Der neuerliche schwere Vorfall an der Konditionierungsanlage – es ist der vierte dieser Art in nur 20 Monaten – zeigt, welches “Pulverfass” über Zweibrücken, besonders über den Ortsteilen Mörsbach, Oberauerbach und Kreuzberg thront. 
Und wieder wird von der Firma Terrag bagatellisiert und schöngeredet: Man sei selbst nicht verantwortlich, die in die Umwelt abgegebene Menge wisse man nicht. Hat man als Betreiber nicht die Sorgfaltspflicht für den gesamten Ablauf der Anlage? Hätte man nicht die ausgetretene Menge Staub durch anschließendes Wiegen des LKW’s ermitteln können?  
Die Mitarbeiter hätten professionell reagiert.
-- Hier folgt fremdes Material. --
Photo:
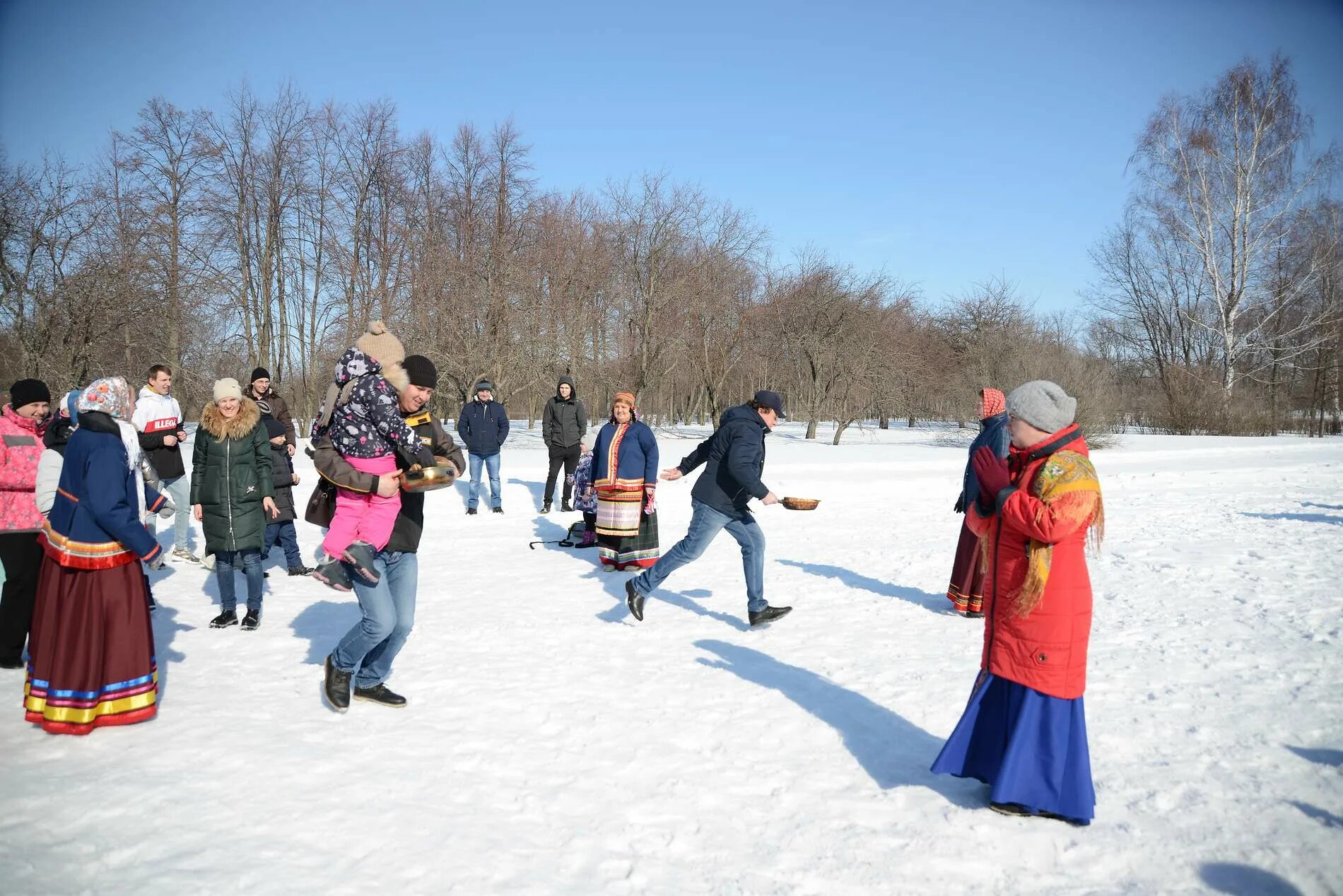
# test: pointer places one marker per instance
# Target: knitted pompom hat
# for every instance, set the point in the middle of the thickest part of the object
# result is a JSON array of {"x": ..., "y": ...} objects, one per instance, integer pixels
[{"x": 380, "y": 344}]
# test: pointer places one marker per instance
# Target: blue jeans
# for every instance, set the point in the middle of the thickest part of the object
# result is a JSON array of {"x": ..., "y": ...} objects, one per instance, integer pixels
[
  {"x": 705, "y": 523},
  {"x": 492, "y": 466},
  {"x": 288, "y": 538},
  {"x": 389, "y": 617},
  {"x": 225, "y": 565},
  {"x": 179, "y": 490}
]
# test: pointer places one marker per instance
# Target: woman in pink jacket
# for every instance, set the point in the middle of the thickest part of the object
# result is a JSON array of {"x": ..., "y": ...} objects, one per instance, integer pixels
[{"x": 23, "y": 422}]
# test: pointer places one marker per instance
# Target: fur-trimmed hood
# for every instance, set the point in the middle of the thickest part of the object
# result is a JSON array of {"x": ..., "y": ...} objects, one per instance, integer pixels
[{"x": 214, "y": 422}]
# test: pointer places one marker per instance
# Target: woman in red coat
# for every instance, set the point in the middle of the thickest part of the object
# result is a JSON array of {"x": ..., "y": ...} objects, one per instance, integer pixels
[{"x": 1024, "y": 731}]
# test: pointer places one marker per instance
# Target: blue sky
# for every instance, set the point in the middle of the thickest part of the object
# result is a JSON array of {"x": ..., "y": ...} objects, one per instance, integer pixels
[{"x": 944, "y": 143}]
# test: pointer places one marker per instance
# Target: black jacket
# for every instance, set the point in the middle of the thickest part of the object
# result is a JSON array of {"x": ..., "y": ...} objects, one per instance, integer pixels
[
  {"x": 735, "y": 461},
  {"x": 483, "y": 426},
  {"x": 410, "y": 521},
  {"x": 563, "y": 420}
]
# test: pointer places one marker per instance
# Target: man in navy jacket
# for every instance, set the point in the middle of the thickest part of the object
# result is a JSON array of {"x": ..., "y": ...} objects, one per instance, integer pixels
[
  {"x": 735, "y": 461},
  {"x": 483, "y": 426}
]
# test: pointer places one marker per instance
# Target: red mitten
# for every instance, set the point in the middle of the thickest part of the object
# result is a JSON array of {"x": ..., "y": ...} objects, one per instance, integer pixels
[{"x": 993, "y": 476}]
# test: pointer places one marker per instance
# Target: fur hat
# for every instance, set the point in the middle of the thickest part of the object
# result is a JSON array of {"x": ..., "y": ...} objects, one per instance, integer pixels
[
  {"x": 228, "y": 387},
  {"x": 421, "y": 371},
  {"x": 27, "y": 393},
  {"x": 380, "y": 344},
  {"x": 109, "y": 395},
  {"x": 1044, "y": 405}
]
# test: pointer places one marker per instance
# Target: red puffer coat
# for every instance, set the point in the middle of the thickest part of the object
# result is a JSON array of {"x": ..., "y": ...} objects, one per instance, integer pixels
[
  {"x": 1040, "y": 603},
  {"x": 20, "y": 448}
]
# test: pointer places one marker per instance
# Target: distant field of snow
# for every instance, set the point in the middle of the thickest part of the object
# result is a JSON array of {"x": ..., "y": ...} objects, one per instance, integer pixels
[{"x": 555, "y": 746}]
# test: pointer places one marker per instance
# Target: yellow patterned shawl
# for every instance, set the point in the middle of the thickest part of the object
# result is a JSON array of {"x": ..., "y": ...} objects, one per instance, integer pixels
[{"x": 1068, "y": 488}]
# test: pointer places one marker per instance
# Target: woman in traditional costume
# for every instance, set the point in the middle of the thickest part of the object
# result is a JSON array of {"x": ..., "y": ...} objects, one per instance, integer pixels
[
  {"x": 92, "y": 647},
  {"x": 625, "y": 477},
  {"x": 1024, "y": 731},
  {"x": 966, "y": 590}
]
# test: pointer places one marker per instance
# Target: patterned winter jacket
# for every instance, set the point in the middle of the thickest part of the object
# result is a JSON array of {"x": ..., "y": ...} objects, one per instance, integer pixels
[
  {"x": 370, "y": 422},
  {"x": 20, "y": 449}
]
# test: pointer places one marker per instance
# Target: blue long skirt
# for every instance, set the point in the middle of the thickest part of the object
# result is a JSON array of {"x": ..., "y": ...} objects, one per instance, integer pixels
[{"x": 1029, "y": 747}]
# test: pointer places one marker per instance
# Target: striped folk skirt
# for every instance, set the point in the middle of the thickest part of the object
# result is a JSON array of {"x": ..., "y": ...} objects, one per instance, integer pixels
[
  {"x": 92, "y": 651},
  {"x": 626, "y": 536},
  {"x": 966, "y": 590}
]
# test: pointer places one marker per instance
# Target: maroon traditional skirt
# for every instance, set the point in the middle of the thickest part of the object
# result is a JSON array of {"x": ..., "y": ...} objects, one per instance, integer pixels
[
  {"x": 92, "y": 651},
  {"x": 967, "y": 581}
]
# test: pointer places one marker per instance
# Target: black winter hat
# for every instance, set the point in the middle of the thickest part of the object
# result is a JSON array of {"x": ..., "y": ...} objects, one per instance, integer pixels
[
  {"x": 27, "y": 393},
  {"x": 421, "y": 371}
]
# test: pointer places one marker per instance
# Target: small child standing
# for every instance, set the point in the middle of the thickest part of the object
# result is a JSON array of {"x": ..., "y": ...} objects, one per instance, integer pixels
[
  {"x": 585, "y": 497},
  {"x": 282, "y": 527},
  {"x": 363, "y": 417}
]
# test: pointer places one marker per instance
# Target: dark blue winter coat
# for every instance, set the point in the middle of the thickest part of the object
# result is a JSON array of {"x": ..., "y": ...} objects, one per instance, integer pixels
[
  {"x": 995, "y": 435},
  {"x": 483, "y": 426},
  {"x": 735, "y": 461}
]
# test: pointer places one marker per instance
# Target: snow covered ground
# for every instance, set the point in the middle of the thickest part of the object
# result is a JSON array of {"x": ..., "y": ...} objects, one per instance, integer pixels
[{"x": 553, "y": 745}]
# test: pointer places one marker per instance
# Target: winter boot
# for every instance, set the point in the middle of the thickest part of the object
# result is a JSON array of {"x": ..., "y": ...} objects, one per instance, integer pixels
[
  {"x": 362, "y": 555},
  {"x": 336, "y": 687},
  {"x": 225, "y": 620},
  {"x": 332, "y": 574},
  {"x": 634, "y": 599},
  {"x": 380, "y": 695},
  {"x": 768, "y": 614}
]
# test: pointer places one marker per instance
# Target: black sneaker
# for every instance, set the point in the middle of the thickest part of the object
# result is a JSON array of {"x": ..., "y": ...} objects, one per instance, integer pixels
[
  {"x": 380, "y": 695},
  {"x": 336, "y": 687},
  {"x": 634, "y": 599},
  {"x": 362, "y": 555},
  {"x": 768, "y": 614},
  {"x": 225, "y": 620},
  {"x": 332, "y": 574}
]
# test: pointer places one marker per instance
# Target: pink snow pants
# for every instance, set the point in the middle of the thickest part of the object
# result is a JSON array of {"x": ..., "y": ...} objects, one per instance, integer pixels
[{"x": 363, "y": 517}]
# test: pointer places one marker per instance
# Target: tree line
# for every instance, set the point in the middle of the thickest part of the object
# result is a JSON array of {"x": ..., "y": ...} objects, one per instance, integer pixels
[{"x": 270, "y": 230}]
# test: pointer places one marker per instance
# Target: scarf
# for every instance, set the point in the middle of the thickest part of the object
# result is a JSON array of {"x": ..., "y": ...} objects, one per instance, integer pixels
[{"x": 1068, "y": 488}]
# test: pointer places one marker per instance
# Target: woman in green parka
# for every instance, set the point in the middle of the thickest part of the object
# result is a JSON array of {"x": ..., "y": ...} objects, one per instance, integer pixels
[{"x": 231, "y": 495}]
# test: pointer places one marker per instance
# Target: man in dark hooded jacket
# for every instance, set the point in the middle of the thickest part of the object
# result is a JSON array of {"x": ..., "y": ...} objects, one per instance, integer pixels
[
  {"x": 563, "y": 428},
  {"x": 735, "y": 461}
]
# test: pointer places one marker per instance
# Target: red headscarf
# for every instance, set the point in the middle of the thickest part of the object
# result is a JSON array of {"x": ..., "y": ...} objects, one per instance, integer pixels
[{"x": 992, "y": 402}]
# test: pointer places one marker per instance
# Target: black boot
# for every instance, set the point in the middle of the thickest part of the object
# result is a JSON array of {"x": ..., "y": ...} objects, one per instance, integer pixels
[
  {"x": 634, "y": 599},
  {"x": 225, "y": 620},
  {"x": 382, "y": 695},
  {"x": 336, "y": 687},
  {"x": 768, "y": 614}
]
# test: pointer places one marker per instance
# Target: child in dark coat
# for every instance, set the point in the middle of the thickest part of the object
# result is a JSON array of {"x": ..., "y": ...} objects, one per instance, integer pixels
[{"x": 363, "y": 417}]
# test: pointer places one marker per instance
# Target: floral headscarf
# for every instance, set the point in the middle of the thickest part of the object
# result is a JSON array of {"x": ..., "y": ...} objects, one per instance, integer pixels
[{"x": 110, "y": 395}]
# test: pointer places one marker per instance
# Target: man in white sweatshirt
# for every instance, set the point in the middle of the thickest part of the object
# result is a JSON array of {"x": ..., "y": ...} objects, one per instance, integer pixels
[{"x": 159, "y": 420}]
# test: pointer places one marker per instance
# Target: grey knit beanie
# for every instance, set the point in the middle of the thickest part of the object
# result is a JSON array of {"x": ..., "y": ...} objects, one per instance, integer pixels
[{"x": 1044, "y": 405}]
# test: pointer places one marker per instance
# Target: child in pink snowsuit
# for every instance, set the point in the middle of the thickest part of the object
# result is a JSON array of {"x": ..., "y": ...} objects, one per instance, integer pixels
[{"x": 367, "y": 428}]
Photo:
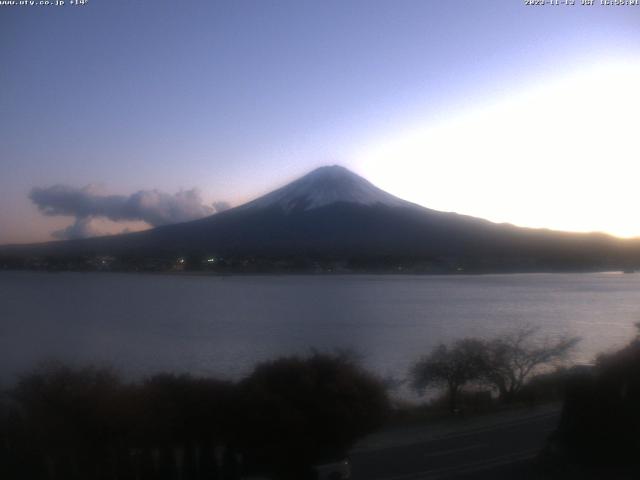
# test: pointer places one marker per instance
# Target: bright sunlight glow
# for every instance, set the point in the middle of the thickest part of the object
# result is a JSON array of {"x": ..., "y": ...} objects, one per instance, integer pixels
[{"x": 564, "y": 155}]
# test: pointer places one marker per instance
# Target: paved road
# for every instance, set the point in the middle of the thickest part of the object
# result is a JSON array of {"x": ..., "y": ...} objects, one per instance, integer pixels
[{"x": 498, "y": 446}]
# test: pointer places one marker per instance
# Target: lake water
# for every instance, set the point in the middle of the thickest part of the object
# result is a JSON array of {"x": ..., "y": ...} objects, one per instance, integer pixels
[{"x": 143, "y": 323}]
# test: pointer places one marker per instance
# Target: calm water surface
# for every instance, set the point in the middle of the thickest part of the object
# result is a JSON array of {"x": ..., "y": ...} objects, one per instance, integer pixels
[{"x": 224, "y": 325}]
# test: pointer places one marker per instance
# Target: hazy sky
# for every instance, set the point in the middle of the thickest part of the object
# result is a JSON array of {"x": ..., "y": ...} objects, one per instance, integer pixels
[{"x": 525, "y": 114}]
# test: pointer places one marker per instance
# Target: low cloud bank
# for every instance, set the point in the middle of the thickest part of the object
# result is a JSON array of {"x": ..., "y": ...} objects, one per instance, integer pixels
[{"x": 151, "y": 206}]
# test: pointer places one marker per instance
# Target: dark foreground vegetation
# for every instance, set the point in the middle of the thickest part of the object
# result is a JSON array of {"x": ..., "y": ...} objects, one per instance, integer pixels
[
  {"x": 288, "y": 415},
  {"x": 600, "y": 425},
  {"x": 294, "y": 413}
]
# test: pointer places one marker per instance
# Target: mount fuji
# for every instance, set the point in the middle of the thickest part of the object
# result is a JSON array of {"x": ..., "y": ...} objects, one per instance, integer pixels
[{"x": 333, "y": 215}]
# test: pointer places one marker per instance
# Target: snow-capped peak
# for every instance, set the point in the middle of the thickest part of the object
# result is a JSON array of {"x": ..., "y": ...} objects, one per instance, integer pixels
[{"x": 325, "y": 186}]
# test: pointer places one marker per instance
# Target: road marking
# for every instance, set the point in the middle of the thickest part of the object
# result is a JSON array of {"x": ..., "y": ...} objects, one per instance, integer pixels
[
  {"x": 430, "y": 438},
  {"x": 438, "y": 473},
  {"x": 452, "y": 450}
]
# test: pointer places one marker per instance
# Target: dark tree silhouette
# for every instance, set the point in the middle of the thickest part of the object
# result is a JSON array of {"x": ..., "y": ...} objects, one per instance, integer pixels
[
  {"x": 450, "y": 366},
  {"x": 300, "y": 411},
  {"x": 510, "y": 360}
]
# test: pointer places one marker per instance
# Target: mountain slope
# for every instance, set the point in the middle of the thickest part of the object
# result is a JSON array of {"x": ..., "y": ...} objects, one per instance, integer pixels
[{"x": 332, "y": 213}]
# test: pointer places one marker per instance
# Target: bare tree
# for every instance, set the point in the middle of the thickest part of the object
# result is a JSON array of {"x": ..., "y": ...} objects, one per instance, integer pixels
[
  {"x": 511, "y": 359},
  {"x": 451, "y": 367}
]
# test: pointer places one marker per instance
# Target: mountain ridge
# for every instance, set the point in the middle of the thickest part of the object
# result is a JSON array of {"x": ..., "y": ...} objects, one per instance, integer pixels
[{"x": 333, "y": 216}]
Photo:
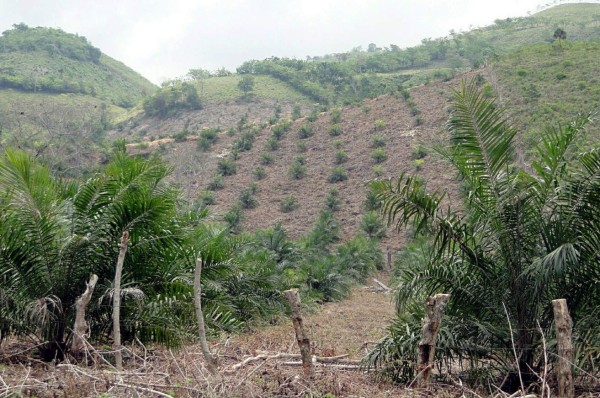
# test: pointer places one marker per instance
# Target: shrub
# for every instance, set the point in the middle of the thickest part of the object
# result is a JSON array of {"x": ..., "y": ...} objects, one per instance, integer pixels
[
  {"x": 301, "y": 146},
  {"x": 378, "y": 141},
  {"x": 335, "y": 130},
  {"x": 247, "y": 199},
  {"x": 203, "y": 144},
  {"x": 273, "y": 144},
  {"x": 296, "y": 112},
  {"x": 234, "y": 218},
  {"x": 181, "y": 136},
  {"x": 378, "y": 170},
  {"x": 332, "y": 202},
  {"x": 378, "y": 155},
  {"x": 216, "y": 182},
  {"x": 372, "y": 225},
  {"x": 297, "y": 171},
  {"x": 259, "y": 173},
  {"x": 338, "y": 174},
  {"x": 288, "y": 204},
  {"x": 266, "y": 158},
  {"x": 227, "y": 167},
  {"x": 341, "y": 157},
  {"x": 419, "y": 152},
  {"x": 418, "y": 163},
  {"x": 305, "y": 131},
  {"x": 244, "y": 143},
  {"x": 336, "y": 115},
  {"x": 371, "y": 203}
]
Trotzdem wurde ca. eine Viertelstunde lang eine beträchtliche Staubmenge in die Umgebung geschleudert, wie die Bilder, die der BI vorliegen, zeigen.

Dies zeigt, dass die im Erweiterungsantrag formulierten Gewährleistungen bei Gefahren (Abquetschungsverschluss der Leitungen und sofortige Unterbrechung) das Papier nicht wert sind, auf dem sie gedruckt sind. Man hat es nicht einmal für nötig befunden, eventuell betroffene Bewohner in der Nähe zu warnen.

Nur den Widersprüchen der BI ist es zu verdanken, dass die emmitierten Stäube noch nicht zu der gefährlichen Gruppe gehören. Dass auch dieser erneute Vorfall keinen Einfluss auf die beantragte Genehmigung gefährlicher Stäube haben soll, kann nur als Zynismus empfunden werden.

Wie oft noch muss etwas passieren, wie schlimm muss es werden, bis diese permanente Gefahrenquelle beseitigt wird? 

Die BI fordert die verantwortlichen Politiker und Behörden auf, sich endlich auf die Seite der Bürger und der gefährdeten Umwelt zu stellen. Vielleicht wäre ein klares Wort von OB Pirmann an geeigneter Stelle ein wichtiger erster Schritt.